Two Miracles
He'll be the first to tell you he wasn't entirely prepared for either one. Getting into West Point was a miracle. Getting out was another. But what happened in between — and in the decades since — shaped a man who now carries the flag for something far bigger than himself.
After earning his commission, he served 22 years in the U.S. Army: a first tour in Korea, then two tours in Vietnam commanding infantry rifle companies. He rose through the ranks not by claiming he was qualified, but by refusing to stop working.
"All I knew how to do is work, show up, work," he says. "I've never been qualified for any job I've ever had, including getting into college." It's said with a laugh, but there's a lesson underneath it — the kind of stubbornness that wins wars and, it turns out, fights disease.
A Chance Encounter at the VA
After retirement, Sonny settled in Charleston and found himself drawn back into the orbit of the VA. Then came the moment that changed everything.
He was waiting for a dental appointment when he noticed a table set up nearby. Some young women were recruiting volunteers for something — an Alzheimer's study.
"I didn't think I had any," he recalls. "But the one thing I'd learned with all the other medical things I'd been through is: if something's wrong, face up to it. Go and get it fixed, because you're not getting any younger."
He signed up. And that decision, made in a waiting room on an ordinary afternoon, put him at the front of something extraordinary.
Getting a Head Start
At the time, diagnosing Alzheimer's with certainty was nearly impossible — definitive confirmation required examining the brain after death. Clinical trials were working to change that, and Sonny became one of the early participants.
"Because of that clinical trial, I was one of the first people to start getting medicine for that — infusions," he says. "So I had a head start."
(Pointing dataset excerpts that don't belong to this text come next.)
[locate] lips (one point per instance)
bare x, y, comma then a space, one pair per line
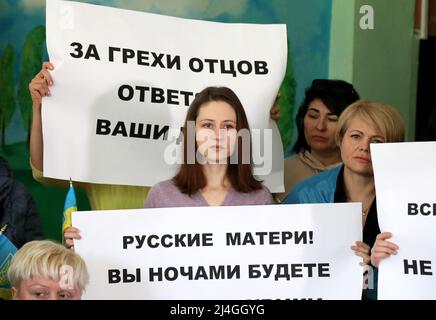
319, 138
362, 159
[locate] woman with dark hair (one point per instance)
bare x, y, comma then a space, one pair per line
217, 167
316, 121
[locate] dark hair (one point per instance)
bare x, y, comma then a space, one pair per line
190, 177
335, 94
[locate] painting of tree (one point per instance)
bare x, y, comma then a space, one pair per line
7, 96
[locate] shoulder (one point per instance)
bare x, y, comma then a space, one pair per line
165, 187
255, 197
318, 189
161, 193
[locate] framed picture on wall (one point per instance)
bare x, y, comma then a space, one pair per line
425, 18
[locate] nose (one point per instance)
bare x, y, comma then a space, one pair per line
364, 145
321, 124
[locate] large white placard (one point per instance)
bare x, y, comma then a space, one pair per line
203, 253
124, 81
405, 179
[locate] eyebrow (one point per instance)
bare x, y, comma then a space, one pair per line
316, 110
214, 120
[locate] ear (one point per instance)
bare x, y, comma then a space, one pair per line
14, 292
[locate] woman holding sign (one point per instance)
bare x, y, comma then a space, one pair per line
359, 125
217, 166
100, 196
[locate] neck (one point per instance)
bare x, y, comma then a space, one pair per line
327, 158
359, 188
216, 176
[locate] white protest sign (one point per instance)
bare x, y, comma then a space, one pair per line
405, 181
244, 252
123, 84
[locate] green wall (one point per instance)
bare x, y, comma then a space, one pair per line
381, 63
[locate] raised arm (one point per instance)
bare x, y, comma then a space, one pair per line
39, 87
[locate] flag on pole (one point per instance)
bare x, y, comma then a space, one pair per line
7, 251
69, 207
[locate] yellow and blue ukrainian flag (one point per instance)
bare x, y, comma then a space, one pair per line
7, 251
69, 207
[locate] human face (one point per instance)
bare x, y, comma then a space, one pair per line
39, 288
320, 127
215, 131
355, 151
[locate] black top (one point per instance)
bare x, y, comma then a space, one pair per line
371, 228
17, 209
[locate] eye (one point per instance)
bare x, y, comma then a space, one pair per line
207, 125
313, 115
355, 136
377, 141
65, 295
39, 294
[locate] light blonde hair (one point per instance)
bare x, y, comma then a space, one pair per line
44, 258
383, 117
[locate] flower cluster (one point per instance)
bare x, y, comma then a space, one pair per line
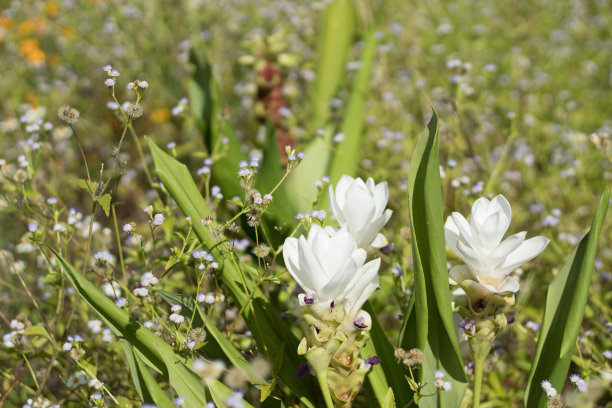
489, 261
330, 266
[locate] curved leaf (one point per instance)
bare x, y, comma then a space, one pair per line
565, 304
269, 331
431, 317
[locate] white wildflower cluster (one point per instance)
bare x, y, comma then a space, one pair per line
76, 380
72, 341
158, 219
176, 316
147, 280
204, 260
319, 215
95, 326
293, 159
320, 184
578, 382
440, 383
205, 169
11, 338
330, 265
180, 107
103, 257
210, 298
548, 389
489, 261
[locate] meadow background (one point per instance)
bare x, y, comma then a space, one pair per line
522, 89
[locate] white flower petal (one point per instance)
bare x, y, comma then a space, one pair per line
341, 188
334, 207
291, 256
341, 247
379, 242
310, 267
459, 273
359, 208
336, 286
381, 196
528, 250
505, 248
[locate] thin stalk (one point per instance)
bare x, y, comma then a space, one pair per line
478, 370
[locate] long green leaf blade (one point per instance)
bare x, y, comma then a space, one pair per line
232, 354
148, 389
269, 331
389, 373
435, 334
346, 156
565, 305
154, 351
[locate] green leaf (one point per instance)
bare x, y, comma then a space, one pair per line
389, 401
335, 40
565, 305
201, 94
205, 106
214, 334
348, 151
269, 174
137, 380
37, 331
433, 323
389, 373
151, 349
146, 386
104, 202
337, 30
269, 331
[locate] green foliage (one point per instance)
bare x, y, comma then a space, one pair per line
433, 324
269, 331
155, 352
565, 305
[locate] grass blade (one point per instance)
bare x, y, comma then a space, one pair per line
147, 387
346, 156
435, 334
337, 31
271, 334
233, 355
204, 103
389, 373
153, 350
565, 305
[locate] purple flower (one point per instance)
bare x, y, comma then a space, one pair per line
387, 248
372, 360
303, 369
359, 322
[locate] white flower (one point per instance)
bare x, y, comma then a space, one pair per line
76, 379
361, 206
328, 266
489, 261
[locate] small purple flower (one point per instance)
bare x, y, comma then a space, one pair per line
310, 299
359, 322
387, 248
372, 360
303, 369
479, 306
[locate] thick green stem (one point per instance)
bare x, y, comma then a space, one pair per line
322, 378
478, 369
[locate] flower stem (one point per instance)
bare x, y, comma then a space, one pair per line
478, 369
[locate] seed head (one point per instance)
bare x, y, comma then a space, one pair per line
134, 111
413, 357
68, 114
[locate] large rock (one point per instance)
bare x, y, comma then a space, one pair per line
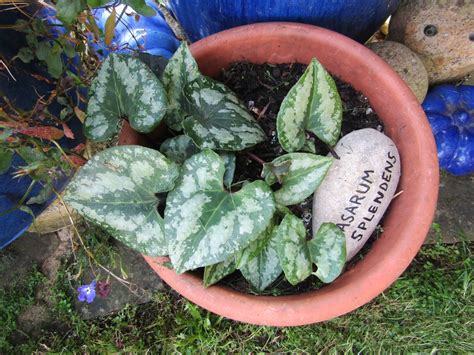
440, 32
406, 63
358, 187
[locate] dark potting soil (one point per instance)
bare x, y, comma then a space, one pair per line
262, 88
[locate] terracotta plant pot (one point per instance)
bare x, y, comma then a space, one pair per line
409, 217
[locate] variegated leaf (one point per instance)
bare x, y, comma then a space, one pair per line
180, 70
218, 120
312, 104
245, 255
124, 87
265, 268
292, 249
215, 273
179, 148
328, 252
304, 176
229, 163
116, 190
309, 147
6, 158
204, 224
276, 170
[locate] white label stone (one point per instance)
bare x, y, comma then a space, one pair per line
358, 187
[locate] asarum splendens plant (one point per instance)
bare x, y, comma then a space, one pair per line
206, 222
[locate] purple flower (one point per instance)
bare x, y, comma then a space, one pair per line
86, 292
103, 289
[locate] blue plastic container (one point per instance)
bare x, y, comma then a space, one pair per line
358, 19
149, 34
450, 111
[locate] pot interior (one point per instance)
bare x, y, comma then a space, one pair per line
409, 217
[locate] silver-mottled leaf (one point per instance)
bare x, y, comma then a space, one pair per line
312, 104
204, 224
305, 174
181, 70
325, 111
328, 252
292, 249
179, 148
215, 273
124, 87
116, 190
265, 268
6, 158
309, 147
229, 163
218, 120
243, 257
277, 171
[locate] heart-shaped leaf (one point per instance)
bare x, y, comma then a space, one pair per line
265, 268
140, 7
292, 249
218, 120
204, 224
116, 190
251, 251
180, 70
6, 158
303, 177
124, 87
179, 148
229, 163
328, 252
67, 10
215, 273
312, 104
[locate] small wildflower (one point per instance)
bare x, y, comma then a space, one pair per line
86, 292
103, 289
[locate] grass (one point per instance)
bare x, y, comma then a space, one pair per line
14, 298
429, 309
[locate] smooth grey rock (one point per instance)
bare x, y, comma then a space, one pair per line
359, 186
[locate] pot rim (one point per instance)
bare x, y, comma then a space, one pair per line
406, 222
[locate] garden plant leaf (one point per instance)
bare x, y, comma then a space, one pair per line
140, 7
116, 190
180, 70
6, 158
312, 104
179, 148
244, 256
265, 267
328, 252
67, 10
302, 178
124, 87
204, 224
218, 120
292, 249
215, 273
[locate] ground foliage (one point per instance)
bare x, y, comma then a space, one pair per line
428, 309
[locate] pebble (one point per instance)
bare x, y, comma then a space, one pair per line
358, 187
406, 63
440, 32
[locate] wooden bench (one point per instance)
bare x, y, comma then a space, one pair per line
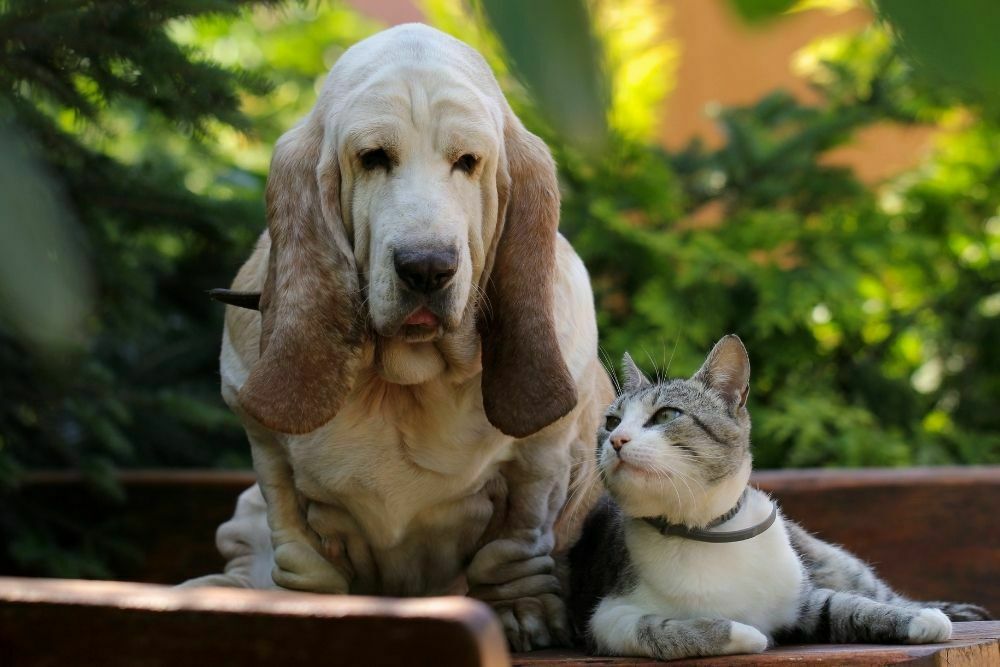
933, 533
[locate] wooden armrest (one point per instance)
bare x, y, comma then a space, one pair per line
73, 622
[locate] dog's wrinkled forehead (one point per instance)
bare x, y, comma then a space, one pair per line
387, 63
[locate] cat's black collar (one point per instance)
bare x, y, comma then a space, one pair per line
668, 529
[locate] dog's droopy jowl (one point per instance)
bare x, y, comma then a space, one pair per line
421, 385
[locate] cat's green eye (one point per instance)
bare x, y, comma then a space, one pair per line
663, 415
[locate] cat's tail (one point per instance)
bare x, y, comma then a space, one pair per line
960, 611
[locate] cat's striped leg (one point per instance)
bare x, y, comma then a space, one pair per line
621, 628
831, 616
834, 567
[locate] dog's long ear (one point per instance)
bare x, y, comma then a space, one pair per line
310, 334
526, 385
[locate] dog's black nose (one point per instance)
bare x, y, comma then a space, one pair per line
426, 271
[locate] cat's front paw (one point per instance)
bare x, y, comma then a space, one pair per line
744, 638
929, 626
534, 623
298, 566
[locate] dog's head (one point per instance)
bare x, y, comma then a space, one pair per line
409, 201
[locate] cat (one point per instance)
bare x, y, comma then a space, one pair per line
681, 558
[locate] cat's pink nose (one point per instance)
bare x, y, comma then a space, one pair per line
619, 441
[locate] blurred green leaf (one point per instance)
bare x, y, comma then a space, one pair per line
760, 11
956, 43
553, 50
45, 290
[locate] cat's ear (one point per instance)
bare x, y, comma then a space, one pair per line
634, 379
727, 370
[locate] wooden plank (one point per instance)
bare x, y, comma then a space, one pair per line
972, 644
70, 622
930, 532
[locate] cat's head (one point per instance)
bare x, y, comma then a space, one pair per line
680, 448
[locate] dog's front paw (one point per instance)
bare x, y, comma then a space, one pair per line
744, 638
928, 627
300, 567
534, 623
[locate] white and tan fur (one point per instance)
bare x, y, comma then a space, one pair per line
401, 461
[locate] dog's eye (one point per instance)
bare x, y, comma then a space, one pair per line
375, 159
466, 163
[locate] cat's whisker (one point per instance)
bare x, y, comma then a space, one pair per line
606, 362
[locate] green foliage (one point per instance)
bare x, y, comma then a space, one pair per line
871, 312
867, 312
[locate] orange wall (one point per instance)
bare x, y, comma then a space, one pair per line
724, 61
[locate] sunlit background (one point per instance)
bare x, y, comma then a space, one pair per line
821, 182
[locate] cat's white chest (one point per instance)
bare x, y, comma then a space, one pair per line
757, 581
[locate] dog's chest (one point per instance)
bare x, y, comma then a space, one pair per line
406, 483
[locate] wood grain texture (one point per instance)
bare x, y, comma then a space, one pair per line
933, 533
72, 622
971, 644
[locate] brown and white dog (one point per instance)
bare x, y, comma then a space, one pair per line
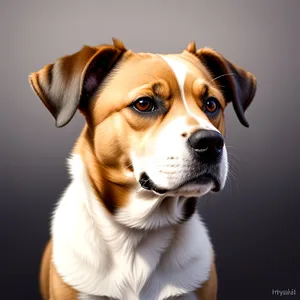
127, 227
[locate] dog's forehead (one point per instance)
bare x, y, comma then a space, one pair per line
141, 68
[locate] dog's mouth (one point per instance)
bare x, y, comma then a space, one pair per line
202, 179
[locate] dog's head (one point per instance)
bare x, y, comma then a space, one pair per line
155, 123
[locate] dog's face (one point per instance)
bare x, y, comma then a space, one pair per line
156, 121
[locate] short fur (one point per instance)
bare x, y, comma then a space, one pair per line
112, 238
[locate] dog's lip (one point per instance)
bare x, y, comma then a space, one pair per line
201, 179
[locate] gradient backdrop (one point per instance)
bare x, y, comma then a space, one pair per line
254, 223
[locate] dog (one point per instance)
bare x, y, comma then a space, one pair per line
127, 225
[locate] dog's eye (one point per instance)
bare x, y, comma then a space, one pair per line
144, 104
211, 105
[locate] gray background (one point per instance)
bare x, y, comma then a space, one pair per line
253, 222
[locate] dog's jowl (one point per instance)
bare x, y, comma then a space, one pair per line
127, 227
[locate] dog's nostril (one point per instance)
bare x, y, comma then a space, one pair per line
220, 144
145, 181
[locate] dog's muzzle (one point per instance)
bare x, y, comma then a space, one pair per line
207, 145
206, 148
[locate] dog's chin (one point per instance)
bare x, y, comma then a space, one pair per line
193, 187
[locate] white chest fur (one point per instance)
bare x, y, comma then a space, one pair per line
98, 256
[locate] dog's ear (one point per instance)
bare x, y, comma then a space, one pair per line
70, 81
237, 85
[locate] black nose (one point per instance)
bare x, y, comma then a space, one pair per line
207, 143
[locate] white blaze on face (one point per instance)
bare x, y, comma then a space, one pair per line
180, 70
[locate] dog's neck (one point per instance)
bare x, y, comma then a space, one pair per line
119, 193
98, 253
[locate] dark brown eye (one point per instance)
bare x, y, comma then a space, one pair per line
144, 104
211, 105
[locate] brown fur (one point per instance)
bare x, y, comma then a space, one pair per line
105, 150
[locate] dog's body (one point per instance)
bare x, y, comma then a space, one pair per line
127, 227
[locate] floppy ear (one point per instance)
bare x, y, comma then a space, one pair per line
237, 85
71, 81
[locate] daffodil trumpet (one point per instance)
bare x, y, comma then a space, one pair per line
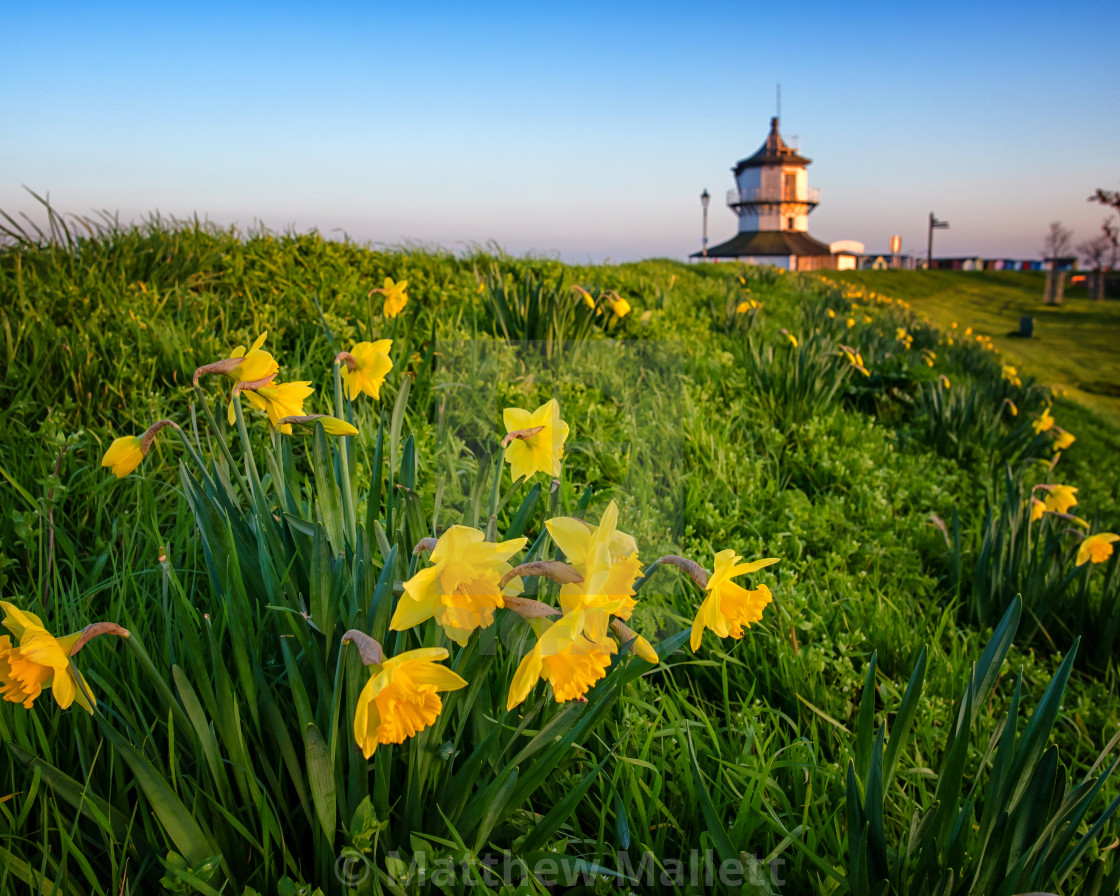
38, 660
347, 358
127, 451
Today, Sonny describes himself as "relatively normal." He misplaces his iPhone. He occasionally forgets where he put his car keys. New names take a moment to stick. But he is here. He is sharp. And he credits it, in large part, to getting into a trial when the research was still young.
Carrying the Flag
Not everyone has responded the way Sonny did. He has friends who got a diagnosis and went quiet. Who decided they didn't want to know more. He understands the fear — and he rejects it on their behalf.
"Dude, you either got it or you don't got it. And if you do got it, you need to have something happening and you need the best latest thing you can get. And you can get that through the VA."
That directness — veteran-to-veteran, plain and unvarnished — is exactly why he keeps showing up. He has been in a handful of clinical trials now, some of which didn't pan out. But even those, he says, gave him something valuable: regular check-ins, vital monitoring, a team of people paying close attention.
"You get somebody you walk in and get your vitals checked, and if anything is going off course, they'll pick that up," he says. "I really think that it's opportunity all the way around."
Access That Otherwise Wouldn't Exist
Sonny is particularly emphatic about one thing: clinical trials give retired military personnel access to cutting-edge medicine they probably wouldn't otherwise have. Not through bureaucracy or luck, but through participation — through saying yes when someone sets up a table in a VA waiting room.
"There are a lot of people who would like to get into various trials," he says. "They just don't know how."
Sonny knows. And he keeps telling anyone who will listen.